PHACDataHub / pelias-canada

https://geocoder.alpha.phac.gc.ca/
1 stars 1 forks source link

Pelias Geocoding Services

This repository contains files for an in-house instance of Pelias Geocoder, hosted entirely on Kubernetes. Pelias Geocoder resolves human-readable civic addresses and anchors them to precise locations on Earth.
    Think: Putting pins on maps from your Excel sheet, but way faster than you can look them up one-by-one.

This is facilitated by a frontend interface for easy uploading of Excel files and retrieval of geolocations.

An in-house instance helps avoid per-use costs that are incurred with third party services. There are no privacy risks or breach of data provider agrements when geolocating point addresses.

Directory structure

├── Taskfile.yaml      # Defines tasks for setting up infrastructure and configuring services
├── dashboard          # Web App for Showing a Summary of Documents and Elasticsearch (ES) Cluster Details, Including Status
│   └── ...
├── frontend           # Web App for Geolocation Fetching
│   └── ...
├── k8s                # Kubernetes Configurations for Hosting Architecture and Data Importing
│   └── ...

Getting Started

Before you get started with this project, modify the environment variables in the Taskfile.yaml to match the project and other configurations as required. It is also assumed that you have gcloud installed and setup with the associated GCP account. To get started, follow these steps:

  1. Set Up a Kubernetes Cluster: Use a cloud provider like Google Cloud Platform (GCP) to create a Kubernetes cluster.

    task infra-up
  2. Connect to the Cluster: Once the cluster is created, you'll need to connect to it using kubectl. Ensure you have kubectl configured to interact with your cluster.
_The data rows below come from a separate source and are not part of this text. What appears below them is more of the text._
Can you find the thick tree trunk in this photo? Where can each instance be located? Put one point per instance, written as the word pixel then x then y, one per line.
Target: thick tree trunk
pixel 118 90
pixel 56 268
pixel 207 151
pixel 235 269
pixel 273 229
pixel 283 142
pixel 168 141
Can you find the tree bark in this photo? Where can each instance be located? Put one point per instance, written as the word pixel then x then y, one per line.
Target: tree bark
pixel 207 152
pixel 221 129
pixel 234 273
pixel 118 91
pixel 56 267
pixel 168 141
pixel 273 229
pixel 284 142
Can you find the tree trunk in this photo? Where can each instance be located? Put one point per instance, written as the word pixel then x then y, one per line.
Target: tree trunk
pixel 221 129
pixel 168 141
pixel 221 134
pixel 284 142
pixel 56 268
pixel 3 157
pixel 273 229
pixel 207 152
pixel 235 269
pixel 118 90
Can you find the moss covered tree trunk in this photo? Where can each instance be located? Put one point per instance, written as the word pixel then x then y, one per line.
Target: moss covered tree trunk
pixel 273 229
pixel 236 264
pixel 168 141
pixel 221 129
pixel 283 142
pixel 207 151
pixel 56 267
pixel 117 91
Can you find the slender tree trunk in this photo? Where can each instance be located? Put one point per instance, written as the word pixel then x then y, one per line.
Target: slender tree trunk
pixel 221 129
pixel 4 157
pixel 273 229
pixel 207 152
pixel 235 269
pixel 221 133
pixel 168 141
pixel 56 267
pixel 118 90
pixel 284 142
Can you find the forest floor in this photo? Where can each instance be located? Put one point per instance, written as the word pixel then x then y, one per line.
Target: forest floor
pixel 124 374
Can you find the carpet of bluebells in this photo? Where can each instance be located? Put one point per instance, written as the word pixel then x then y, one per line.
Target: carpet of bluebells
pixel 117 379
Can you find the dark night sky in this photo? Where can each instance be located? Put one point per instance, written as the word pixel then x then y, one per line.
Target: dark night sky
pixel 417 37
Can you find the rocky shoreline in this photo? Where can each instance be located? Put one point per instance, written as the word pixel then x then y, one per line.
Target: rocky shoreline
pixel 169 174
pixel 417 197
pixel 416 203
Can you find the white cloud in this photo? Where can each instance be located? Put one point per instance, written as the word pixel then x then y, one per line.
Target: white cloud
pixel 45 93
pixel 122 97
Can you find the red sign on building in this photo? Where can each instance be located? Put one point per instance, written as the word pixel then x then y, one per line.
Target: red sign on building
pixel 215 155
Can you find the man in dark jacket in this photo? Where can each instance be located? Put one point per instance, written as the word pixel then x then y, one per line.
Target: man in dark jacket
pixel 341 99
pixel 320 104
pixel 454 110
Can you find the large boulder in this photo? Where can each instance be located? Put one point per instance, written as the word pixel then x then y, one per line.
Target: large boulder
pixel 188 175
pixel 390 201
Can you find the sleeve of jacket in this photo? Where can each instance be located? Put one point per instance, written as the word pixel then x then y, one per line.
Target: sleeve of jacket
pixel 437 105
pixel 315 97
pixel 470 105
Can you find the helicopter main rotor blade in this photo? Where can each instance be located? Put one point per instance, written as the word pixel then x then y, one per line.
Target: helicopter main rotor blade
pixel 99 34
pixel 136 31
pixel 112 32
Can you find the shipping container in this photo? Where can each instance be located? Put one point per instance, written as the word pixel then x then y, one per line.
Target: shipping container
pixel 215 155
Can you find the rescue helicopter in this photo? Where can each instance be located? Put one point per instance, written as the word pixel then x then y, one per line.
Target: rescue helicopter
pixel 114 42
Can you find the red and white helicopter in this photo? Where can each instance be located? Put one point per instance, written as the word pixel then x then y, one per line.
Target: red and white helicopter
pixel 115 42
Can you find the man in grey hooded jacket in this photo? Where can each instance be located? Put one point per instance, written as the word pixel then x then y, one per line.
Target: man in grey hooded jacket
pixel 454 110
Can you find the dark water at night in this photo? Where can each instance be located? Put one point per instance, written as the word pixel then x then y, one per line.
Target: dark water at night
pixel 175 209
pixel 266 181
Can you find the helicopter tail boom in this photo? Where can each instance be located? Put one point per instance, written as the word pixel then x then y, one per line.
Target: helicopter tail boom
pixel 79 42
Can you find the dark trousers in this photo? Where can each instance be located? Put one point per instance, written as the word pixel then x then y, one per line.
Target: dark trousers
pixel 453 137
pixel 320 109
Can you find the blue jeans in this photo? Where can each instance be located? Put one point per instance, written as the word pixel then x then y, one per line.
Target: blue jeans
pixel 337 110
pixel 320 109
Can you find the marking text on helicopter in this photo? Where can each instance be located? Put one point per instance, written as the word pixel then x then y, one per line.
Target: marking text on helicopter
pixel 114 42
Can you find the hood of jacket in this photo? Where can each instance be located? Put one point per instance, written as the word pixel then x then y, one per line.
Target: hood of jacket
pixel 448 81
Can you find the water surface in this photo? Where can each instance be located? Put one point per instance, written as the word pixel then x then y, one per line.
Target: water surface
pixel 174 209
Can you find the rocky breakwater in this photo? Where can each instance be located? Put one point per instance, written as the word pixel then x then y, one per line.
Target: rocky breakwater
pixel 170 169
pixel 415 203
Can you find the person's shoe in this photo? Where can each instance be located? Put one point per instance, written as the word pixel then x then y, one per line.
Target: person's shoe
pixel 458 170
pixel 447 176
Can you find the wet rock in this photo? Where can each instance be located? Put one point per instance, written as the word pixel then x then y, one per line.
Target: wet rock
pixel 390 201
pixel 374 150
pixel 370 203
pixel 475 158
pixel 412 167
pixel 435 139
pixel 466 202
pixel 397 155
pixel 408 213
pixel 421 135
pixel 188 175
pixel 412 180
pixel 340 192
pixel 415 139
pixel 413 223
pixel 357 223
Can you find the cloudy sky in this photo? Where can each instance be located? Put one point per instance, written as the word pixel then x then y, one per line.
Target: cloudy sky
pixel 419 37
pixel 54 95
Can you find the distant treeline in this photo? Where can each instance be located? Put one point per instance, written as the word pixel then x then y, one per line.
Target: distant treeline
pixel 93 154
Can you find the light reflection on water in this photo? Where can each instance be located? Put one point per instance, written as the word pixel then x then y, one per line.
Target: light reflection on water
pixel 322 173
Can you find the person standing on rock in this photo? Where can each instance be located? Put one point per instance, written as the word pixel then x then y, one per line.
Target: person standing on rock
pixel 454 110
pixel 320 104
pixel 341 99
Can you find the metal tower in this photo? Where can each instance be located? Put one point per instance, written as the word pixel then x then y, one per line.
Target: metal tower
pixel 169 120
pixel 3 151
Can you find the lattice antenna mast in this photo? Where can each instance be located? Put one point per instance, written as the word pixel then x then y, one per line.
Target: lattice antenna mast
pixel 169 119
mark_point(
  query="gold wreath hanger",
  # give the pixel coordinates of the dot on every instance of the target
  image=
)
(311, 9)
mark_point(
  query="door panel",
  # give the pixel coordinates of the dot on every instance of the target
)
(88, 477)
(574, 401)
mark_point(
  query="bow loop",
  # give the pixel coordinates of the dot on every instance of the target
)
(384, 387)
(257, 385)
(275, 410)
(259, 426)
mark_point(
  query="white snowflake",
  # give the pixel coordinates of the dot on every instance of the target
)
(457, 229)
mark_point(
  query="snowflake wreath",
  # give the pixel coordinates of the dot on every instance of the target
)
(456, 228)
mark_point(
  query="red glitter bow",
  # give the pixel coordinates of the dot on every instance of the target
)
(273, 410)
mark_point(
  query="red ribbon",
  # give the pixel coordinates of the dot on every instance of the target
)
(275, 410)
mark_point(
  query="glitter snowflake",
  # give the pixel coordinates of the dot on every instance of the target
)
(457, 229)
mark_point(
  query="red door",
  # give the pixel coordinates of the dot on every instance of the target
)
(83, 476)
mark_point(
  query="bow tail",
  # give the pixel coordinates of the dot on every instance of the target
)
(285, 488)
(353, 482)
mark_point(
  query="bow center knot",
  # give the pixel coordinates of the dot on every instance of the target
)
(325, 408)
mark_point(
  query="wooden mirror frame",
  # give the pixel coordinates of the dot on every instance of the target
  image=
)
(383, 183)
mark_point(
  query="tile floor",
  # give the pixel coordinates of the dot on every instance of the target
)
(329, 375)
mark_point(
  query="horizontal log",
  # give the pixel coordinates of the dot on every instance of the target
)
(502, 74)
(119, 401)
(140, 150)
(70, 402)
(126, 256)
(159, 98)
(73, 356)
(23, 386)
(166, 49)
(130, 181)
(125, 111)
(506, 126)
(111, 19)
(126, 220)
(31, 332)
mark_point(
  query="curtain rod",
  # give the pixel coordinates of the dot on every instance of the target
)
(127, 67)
gcloud container clusters get-credentials <cluster-name> --zone=<zone>
  1. Install anthos service mesh on the cluster for istio.

    task install-asm
  2. Install Flux

    task install-flux

    This step assumes that you have ssh setup on your machine. The key generated (and saved in the kubernetes cluster) will be printed on the screen. This will have to added as an deploy key in the repo used for project.

While flux will reconcile and bring up the apis and the elasticsearch operator and cluster, data importer jobs have to be run for the services to be green and ready. Since the apis depend on the same data volume, we've created two new volume claims and sync between teh two through a job in k8s/geocoder/data-importers/volume-cm/volume-copy-job.yaml. It would just be easier to deploy the elastic operator and elasticsearch cluster, and run the data-importers before bringing up the apis. This can be done with the following.
Note: If you don't have kustomize installed, use kubectl kustomize.

kustomize build k8s/elastic-operator/crds | kubectl apply -f
kustomize build k8s/elastic-operator | kubectl apply -f

kustomize build k8s/geocoder/elasticsearch | kubectl apply -f

Flux can then be installed to start syncing with the repo. (The apis still won't start without importing data).

Importing Data

The manifest for the data importers and related jobs can be found in the path k8s/geocoder/data-importers

Pre-Import Steps

  1. Volumes Configuration

    • Pelias ConfigMap: Creates a ConfigMap containing Pelias configuration.
    • Pelias Persistent Volume Claim (PVC): Defines the data volume to be used for Pelias.
  2. Volume Synchronization Job

    • Volume Copy Job: Creates two new volumes and syncs data from the Pelias PVC volume called data-volume so that multiple pods can use the same volume.
  3. Pre-Import Steps

    • Schema Job: Creates the Pelias index on Elasticsearch. This step prepares the Elasticsearch index for importing data by defining its schema and structure.

Data Importers (in order)

  1. WhosOnFirst Importer

    • Downloads data from the WhosOnFirst source and writes it to Elasticsearch to index Pelias.
  2. OpenStreetMap Importer

    • Downloads data from OpenStreetMap and writes it to Elasticsearch to index Pelias.
  3. OpenAddresses Importer

    • Downloads data from OpenAddresses and writes it to Elasticsearch to index Pelias.
  4. Polylines Importer

    • Creates a file with polylines and writes it to Elasticsearch to index Pelias.

Data Preparation Importers

  1. Interpolation Importer

    • Prepares data and SQLite files for the interpolation API.
  2. Placeholder Importer

    • Prepares data and SQLite files for the placeholder API.